Kennedy met the photographer Mark Hunter at a Blood Brothers concert at the El Rey Theatre in Los Angeles in the summer of 2005. He took some photographs of her for his website and they exchanged phone numbers. In January 2006, Kennedy began an internship at his office, to fulfill a requirement from her high school for graduation in photojournalism.

== Career ==
Hunter's website featured photos of celebrities at various parties, to which he began bringing Kennedy. Hunter and Kennedy began dating with the approval of her parents. By this point, Kennedy had become his muse.

In December 2005, Hunter had posted photos of Kennedy with the title "JFK CORY KENNEDY", which began speculation that she was somehow related to the Kennedy family, which she is not. By April, Hunter claims that he had noticed that every time he posted photos of Kennedy on his site, the web traffic from the fashion community sites would spike. Hunter quickly realized that Kennedy had the potential to be a star. Her fame had started in the Netherlands, and soon became international. While on vacation with her family, Kennedy and Hunter visited the offices of Nylon magazine, the editor-in-chief of which was a friend of Hunter's. The very next day she was in a photo shoot for an issue focused on music and MySpace, which hit news stands in June.

She was mentioned in an article about interns in The New York Times, and the LA Weeklys Caroline Ryder wrote a short article about her. In October, she appeared in a mock music video for Good Charlotte's "Keep Your Hands Off My Girl", directed by Nylons editor-in-chief Marvin Scott Jarrett.

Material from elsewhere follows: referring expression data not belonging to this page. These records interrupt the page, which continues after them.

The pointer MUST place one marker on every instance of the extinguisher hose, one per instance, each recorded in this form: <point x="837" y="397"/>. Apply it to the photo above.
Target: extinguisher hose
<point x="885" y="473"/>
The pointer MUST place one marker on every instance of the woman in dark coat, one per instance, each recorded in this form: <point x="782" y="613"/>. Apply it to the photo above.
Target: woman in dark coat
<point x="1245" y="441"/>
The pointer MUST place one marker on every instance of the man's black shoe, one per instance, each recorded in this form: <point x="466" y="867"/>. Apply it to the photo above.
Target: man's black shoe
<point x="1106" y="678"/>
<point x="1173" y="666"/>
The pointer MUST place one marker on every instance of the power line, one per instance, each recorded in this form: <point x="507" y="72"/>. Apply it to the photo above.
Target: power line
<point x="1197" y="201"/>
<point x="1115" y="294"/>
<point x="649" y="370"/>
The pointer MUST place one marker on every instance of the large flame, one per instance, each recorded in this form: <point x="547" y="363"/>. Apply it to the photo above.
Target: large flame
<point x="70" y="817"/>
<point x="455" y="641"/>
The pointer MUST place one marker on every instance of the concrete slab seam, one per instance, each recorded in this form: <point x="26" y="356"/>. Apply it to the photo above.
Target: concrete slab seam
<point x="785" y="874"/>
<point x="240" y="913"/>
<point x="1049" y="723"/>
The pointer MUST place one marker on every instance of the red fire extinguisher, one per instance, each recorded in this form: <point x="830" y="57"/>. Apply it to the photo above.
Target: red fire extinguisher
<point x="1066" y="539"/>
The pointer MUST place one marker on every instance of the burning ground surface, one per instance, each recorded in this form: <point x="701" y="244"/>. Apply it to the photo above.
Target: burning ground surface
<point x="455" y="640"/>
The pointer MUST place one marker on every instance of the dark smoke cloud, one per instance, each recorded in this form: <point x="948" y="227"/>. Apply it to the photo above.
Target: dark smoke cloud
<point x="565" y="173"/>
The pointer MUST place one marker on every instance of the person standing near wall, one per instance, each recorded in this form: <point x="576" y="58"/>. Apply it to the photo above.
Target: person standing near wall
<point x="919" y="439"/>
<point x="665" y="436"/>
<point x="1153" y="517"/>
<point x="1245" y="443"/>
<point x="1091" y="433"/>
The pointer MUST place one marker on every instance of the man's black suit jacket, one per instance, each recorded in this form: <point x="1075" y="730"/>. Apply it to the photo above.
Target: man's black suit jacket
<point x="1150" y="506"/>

Her parents had known about her exposure online but had not realized the extent to which it had grown until the June issue of Nylon appeared. Their primary concern had been her health and well-being. By September 2006, her celebrity life began to conflict with her home and school life and Kennedy and Hunter had split due to his focus on work. Worrying for her education, her parents had her placed in a boarding school, a "nonpublic therapeutic placement for kids with various types of learning, behavioral and emotional problems" with limited phone and computer use, although she was free to return home on weekends.

In April 2007, Kennedy had her own column in Nylon Magazine, where she claimed to focusing on a documentary about exploring the depths of rising pop culture icons. In the fall of 2007, Kennedy was named the face of Urban Decay. In September 2007, appeared on the cover of Jalouse Magazine, shot by French photographer, and video director Jean-Baptiste Mondino.

In May 2008, she starred in an ad campaign for Procter & Gamble's "Sebastian" line of hair products. From May 3-August 31, 2008, photographs of Kennedy were on display in The Andy Warhol Museum. Deemed an 'Uberstar' and hand-picked by sculptor/visual artist Glenn Kaino a group of models were meant represent his 21st Century take on Andy Warhol's Superstars. For the exhibit, Kaino took portraits of his "Uberstars" using a Polaroid Big Shot camera, the type of instant camera Warhol used for his infamous series. Kennedy and Hunter both appeared in the first episode of 90210.

In 2023, the New York magazine revealed a collection of It girl covers of women who influenced New York's social scene, with Kennedy representing the 2000s.

==Personal life==
Kennedy has struggled with clinical depression since the fourth grade. Kennedy has a fraternal twin sister named Chris.